Ona doğru ilerleyerek, uzattığı ellerini öptüm. Oda aynısı yaparken, bu kez izleyen taraf Turan'dı.

"Yemeğini yedi. Geriye tatlısı kaldı."

Ona dönerek, gülümsedim. "Çikolata aldırdın mı?" Başını iki yana sallayarak, sandalyeden astığı ceketini omzuna attı. "Kendi seçsin diye aldırmadım. İsterseniz siz hazırlanın, beraber almaya gidelim.

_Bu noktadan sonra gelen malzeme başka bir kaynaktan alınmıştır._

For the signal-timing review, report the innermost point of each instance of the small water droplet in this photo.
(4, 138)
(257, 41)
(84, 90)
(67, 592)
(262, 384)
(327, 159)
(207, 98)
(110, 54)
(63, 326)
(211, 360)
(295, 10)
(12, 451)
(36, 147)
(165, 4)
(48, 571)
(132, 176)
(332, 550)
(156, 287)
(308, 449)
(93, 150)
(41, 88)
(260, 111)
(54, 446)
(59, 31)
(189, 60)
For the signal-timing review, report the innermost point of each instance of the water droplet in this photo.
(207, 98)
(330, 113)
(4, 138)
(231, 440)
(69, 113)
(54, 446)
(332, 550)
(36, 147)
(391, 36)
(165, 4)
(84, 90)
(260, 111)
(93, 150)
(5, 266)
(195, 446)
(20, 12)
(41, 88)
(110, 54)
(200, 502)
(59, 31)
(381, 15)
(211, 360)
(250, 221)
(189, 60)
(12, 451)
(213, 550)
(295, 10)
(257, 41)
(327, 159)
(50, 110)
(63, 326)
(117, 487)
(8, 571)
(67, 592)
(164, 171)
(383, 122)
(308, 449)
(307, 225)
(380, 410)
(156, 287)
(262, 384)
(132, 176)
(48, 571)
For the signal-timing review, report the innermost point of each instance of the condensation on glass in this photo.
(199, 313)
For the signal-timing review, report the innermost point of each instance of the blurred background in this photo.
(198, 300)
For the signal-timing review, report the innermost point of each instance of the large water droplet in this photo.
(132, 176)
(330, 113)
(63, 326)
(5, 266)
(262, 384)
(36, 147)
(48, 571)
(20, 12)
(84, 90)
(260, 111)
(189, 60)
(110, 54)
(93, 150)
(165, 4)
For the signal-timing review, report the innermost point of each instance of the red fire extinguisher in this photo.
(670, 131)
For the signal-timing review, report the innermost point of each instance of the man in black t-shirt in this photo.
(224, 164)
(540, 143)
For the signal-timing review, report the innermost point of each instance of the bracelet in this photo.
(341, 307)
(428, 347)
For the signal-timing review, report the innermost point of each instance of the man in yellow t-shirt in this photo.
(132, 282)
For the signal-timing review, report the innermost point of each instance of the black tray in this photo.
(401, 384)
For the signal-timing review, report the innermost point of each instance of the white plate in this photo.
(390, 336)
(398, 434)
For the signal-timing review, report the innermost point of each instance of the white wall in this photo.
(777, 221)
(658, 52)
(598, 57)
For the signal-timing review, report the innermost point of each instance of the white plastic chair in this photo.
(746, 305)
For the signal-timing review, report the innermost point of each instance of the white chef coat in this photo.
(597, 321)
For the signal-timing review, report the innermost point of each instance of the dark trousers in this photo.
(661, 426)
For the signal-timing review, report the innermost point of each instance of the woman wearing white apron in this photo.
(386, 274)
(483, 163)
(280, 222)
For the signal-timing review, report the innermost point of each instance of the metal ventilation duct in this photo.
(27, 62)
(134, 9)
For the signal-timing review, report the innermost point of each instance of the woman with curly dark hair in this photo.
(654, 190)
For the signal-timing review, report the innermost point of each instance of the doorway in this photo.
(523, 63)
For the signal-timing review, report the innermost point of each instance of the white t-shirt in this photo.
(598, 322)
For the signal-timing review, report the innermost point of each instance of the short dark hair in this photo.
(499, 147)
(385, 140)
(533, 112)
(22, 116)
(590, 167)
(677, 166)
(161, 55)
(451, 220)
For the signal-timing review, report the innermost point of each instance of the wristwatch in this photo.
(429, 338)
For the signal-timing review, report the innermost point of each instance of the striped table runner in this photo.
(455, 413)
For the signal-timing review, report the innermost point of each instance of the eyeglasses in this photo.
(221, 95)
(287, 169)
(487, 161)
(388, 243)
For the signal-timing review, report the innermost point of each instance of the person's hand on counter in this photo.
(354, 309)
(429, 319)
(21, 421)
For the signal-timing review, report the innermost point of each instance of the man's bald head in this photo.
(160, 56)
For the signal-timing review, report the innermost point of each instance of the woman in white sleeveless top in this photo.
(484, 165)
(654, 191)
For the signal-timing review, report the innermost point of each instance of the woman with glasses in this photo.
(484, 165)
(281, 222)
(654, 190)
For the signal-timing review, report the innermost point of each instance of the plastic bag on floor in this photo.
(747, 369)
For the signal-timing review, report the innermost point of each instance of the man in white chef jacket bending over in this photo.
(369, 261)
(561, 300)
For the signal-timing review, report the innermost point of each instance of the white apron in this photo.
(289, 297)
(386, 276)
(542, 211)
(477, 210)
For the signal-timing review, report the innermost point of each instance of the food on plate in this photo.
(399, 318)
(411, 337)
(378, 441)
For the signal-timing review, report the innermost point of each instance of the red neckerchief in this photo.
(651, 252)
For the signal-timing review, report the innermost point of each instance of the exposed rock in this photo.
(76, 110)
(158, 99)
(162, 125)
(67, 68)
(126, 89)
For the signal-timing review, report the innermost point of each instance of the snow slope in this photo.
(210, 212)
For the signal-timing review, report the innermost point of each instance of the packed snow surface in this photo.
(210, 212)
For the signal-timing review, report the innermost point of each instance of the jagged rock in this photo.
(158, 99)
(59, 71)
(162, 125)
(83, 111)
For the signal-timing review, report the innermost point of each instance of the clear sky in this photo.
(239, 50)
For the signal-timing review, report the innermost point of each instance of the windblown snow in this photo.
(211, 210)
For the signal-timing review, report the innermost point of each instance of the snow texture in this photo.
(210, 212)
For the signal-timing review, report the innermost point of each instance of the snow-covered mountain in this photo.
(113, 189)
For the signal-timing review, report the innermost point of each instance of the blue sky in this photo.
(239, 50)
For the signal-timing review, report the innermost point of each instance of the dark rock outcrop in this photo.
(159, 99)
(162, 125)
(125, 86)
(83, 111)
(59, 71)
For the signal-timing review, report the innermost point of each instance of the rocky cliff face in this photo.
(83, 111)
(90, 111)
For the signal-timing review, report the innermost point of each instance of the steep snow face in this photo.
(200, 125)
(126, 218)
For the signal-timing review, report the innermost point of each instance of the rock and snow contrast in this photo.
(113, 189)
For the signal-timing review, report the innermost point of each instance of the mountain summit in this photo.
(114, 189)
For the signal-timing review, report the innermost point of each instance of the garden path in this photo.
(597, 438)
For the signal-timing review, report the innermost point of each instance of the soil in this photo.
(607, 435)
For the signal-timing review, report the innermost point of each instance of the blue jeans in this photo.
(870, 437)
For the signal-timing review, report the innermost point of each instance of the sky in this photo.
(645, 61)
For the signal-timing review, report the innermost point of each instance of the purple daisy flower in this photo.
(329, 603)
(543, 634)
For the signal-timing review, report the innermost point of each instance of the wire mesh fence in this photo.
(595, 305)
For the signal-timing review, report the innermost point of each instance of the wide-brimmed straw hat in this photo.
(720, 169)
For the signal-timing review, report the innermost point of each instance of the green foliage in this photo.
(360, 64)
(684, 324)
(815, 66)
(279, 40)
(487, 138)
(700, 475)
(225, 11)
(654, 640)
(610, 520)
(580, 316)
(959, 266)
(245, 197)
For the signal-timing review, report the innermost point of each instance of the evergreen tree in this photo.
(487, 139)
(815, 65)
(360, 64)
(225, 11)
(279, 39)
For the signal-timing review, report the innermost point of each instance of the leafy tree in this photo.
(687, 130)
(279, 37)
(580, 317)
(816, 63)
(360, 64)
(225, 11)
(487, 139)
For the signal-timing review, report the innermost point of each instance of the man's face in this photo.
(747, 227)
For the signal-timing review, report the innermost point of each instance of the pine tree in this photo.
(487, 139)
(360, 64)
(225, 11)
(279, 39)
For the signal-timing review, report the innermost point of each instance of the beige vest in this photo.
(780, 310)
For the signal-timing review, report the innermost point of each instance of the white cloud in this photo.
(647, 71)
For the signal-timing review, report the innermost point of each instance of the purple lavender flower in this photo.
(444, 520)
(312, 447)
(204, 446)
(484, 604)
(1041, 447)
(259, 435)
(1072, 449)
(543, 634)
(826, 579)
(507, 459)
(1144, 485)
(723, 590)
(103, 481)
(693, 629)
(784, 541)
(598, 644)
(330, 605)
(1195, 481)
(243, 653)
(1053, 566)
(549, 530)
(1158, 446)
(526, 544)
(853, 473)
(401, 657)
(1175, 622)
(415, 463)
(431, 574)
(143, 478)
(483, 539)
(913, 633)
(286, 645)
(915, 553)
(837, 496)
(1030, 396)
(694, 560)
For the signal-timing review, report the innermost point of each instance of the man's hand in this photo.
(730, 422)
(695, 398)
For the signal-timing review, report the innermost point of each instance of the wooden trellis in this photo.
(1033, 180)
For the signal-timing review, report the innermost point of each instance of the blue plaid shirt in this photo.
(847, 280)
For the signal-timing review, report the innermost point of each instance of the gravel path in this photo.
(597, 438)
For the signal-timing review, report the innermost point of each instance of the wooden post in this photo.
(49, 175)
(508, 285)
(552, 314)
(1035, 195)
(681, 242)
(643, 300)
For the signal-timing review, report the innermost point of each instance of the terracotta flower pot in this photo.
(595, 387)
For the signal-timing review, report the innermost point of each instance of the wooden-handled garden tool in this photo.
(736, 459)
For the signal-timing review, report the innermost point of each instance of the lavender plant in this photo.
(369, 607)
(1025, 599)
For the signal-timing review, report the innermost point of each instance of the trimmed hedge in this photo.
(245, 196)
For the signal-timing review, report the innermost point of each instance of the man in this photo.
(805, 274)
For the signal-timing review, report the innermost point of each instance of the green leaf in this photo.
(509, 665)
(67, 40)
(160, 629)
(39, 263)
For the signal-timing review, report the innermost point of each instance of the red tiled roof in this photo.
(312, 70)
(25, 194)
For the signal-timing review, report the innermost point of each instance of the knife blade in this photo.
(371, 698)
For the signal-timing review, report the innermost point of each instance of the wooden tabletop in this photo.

Hem eve de bir kaç bir şey lazım."

Kızımıza dönerek, onu kucağıma aldım. "Gidelim mi küçük hanım?" Evde oturup, gereksiz düşüncelerde boğulmak yerine, hava almak güzel bir tercihdi.

İnci'm ellerini çırparak, "Vet!" dedi. Tepkisine gülerken, bize mutlulukla bakan Turan'a döndüm. "Gidebilirmişiz. O zaman biz hazırlanalım." Baş sallarken, "Ben bir duş alayım. Siz o zamana kadar hazırlanırsınız." dedi. Biz de mutfaktan çıkarak, Turan'ın odasına geçtik. Firengiz dün ikimizinde eşyalarını yettiği kadarınca toplamış getirmişti. Henüz eşyalar valizde olduğu için İnci'mi yatağa yatırdım. Açık pencereden manzarayı izlerken, "Owaaağ!" diyerek tepki verdi. Kendince wow veya oha diyordu.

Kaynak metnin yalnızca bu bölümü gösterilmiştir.